8. NOTICES. Whenever notice is required to be given under this Warrant, unless otherwise
provided herein, such notice shall be given in accordance with Section 8(f) of the Securities
Purchase Agreement. The Company shall provide the Holder with prompt written notice of all actions
taken pursuant to this Warrant, including in reasonable detail a description of such action and the
reason therefor. Without limiting the generality of the foregoing, the Company will give written
notice to the Holder (i) immediately upon each adjustment of the Exercise Price and the number of
Warrant Shares, setting forth in reasonable detail, and certifying, the calculation of such
adjustment(s) and (ii) at least fifteen (15) days prior to the date on which the Company closes its
books or takes a record (A) with respect to any dividend or distribution upon the shares of Common
Stock, (B) with respect to any grants, issuances or sales of any Options, Convertible Securities or
rights to purchase stock, warrants, securities or other property to holders of shares of Common
Stock or (C) for determining rights to vote with respect to any Fundamental Transaction,
dissolution or liquidation, provided in each case that such information shall be made known to the
public prior to or in conjunction with such notice being provided to the Holder and (iii) at least
five (5) Trading Days prior to the consummation of any Fundamental Transaction. To the extent that
any notice provided hereunder constitutes, or contains, material, non-public information regarding
the Company or any of its subsidiaries, the Company shall simultaneously file such notice with the
SEC (as defined in the Securities Purchase Agreement) pursuant to a Current Report on Form 8-K. It
is expressly understood and agreed that the time of execution specified by the Holder in each
Exercise Notice shall be definitive and may not be disputed or challenged by the Company.
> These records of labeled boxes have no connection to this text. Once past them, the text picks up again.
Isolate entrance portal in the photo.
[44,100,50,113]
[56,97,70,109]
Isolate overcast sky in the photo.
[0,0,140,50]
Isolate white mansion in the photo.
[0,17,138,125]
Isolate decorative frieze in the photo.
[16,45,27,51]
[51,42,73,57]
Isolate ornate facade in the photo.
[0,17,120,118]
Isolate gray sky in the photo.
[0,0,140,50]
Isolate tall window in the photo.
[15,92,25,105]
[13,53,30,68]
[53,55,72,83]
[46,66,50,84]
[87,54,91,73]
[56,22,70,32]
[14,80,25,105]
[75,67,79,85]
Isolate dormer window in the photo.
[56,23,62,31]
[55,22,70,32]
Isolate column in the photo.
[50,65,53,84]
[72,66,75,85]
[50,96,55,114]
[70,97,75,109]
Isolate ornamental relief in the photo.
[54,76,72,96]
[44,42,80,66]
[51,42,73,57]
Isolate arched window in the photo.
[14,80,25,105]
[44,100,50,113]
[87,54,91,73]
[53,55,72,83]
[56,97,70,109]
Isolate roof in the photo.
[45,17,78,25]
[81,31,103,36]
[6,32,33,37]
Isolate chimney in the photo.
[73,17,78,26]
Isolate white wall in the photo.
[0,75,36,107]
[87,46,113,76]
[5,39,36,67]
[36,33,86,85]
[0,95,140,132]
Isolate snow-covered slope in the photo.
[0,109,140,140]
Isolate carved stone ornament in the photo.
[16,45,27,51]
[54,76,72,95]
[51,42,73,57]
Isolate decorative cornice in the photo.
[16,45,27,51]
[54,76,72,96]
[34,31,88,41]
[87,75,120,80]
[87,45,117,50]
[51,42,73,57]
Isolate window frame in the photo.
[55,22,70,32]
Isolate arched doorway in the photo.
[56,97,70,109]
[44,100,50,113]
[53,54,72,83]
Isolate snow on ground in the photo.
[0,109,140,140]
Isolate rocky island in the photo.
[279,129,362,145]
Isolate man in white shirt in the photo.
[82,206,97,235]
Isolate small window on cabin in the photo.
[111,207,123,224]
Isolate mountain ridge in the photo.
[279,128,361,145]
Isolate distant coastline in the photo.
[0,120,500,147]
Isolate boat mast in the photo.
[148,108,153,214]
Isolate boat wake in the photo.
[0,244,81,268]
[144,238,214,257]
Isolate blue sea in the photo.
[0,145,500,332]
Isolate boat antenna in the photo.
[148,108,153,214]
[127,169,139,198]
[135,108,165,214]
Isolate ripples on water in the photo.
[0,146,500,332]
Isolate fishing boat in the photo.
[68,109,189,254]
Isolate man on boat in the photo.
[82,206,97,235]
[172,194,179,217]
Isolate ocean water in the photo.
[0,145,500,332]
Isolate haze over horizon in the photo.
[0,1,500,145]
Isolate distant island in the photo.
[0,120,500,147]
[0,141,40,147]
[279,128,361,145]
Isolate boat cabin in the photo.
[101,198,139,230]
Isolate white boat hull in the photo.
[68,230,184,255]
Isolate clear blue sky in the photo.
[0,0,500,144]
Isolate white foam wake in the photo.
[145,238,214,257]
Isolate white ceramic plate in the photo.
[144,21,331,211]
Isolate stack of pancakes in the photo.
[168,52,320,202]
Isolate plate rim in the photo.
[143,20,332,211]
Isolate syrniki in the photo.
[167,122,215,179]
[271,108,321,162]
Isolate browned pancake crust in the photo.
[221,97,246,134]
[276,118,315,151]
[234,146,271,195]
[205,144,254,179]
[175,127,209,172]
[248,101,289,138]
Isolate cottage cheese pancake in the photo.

9. AMENDMENT AND WAIVER. Except as otherwise provided herein, the provisions of this
Warrant (other than Sections 1(f), 2(b)(vi) or 9) may be amended and the Company may take
13
any action herein prohibited, or omit to perform any act herein required to be performed by it,
only if the Company has obtained the written consent of the Holder. The Holder shall be entitled,
at its option, to the benefit of any amendment of any other similar warrant issued under the
Securities Purchase Agreement. No waiver shall be effective unless it is in writing and signed by
an authorized representative of the waiving party.
10. SEVERABILITY. If any provision of this Warrant is prohibited by law or otherwise
determined to be invalid or unenforceable by a court of competent jurisdiction, the provision that
would otherwise be prohibited, invalid or unenforceable shall be deemed amended to apply to the
broadest extent that it would be valid and enforceable, and the invalidity or unenforceability of
such provision shall not affect the validity of the remaining provisions of this Warrant so long as
this Warrant as so modified continues to express, without material change, the original intentions
of the parties as to the subject matter hereof and the prohibited nature, invalidity or
unenforceability of the provision(s) in question does not substantially impair the respective
expectations or reciprocal obligations of the parties or the practical realization of the benefits
that would otherwise be conferred upon the parties. The parties will endeavor in good faith
negotiations to replace the prohibited, invalid or unenforceable provision(s) with a valid
provision(s), the effect of which comes as close as possible to that of the prohibited, invalid or
unenforceable provision(s).
11. GOVERNING LAW. This Warrant shall be governed by and construed and enforced in
accordance with, and all questions concerning the construction, validity, interpretation and
performance of this Warrant shall be governed by, the internal laws of the State of New York,
without giving effect to any choice of law or conflict of law provision or rule (whether of the
State of New York or any other jurisdictions) that would cause the application of the laws of any
jurisdictions other than the State of New York.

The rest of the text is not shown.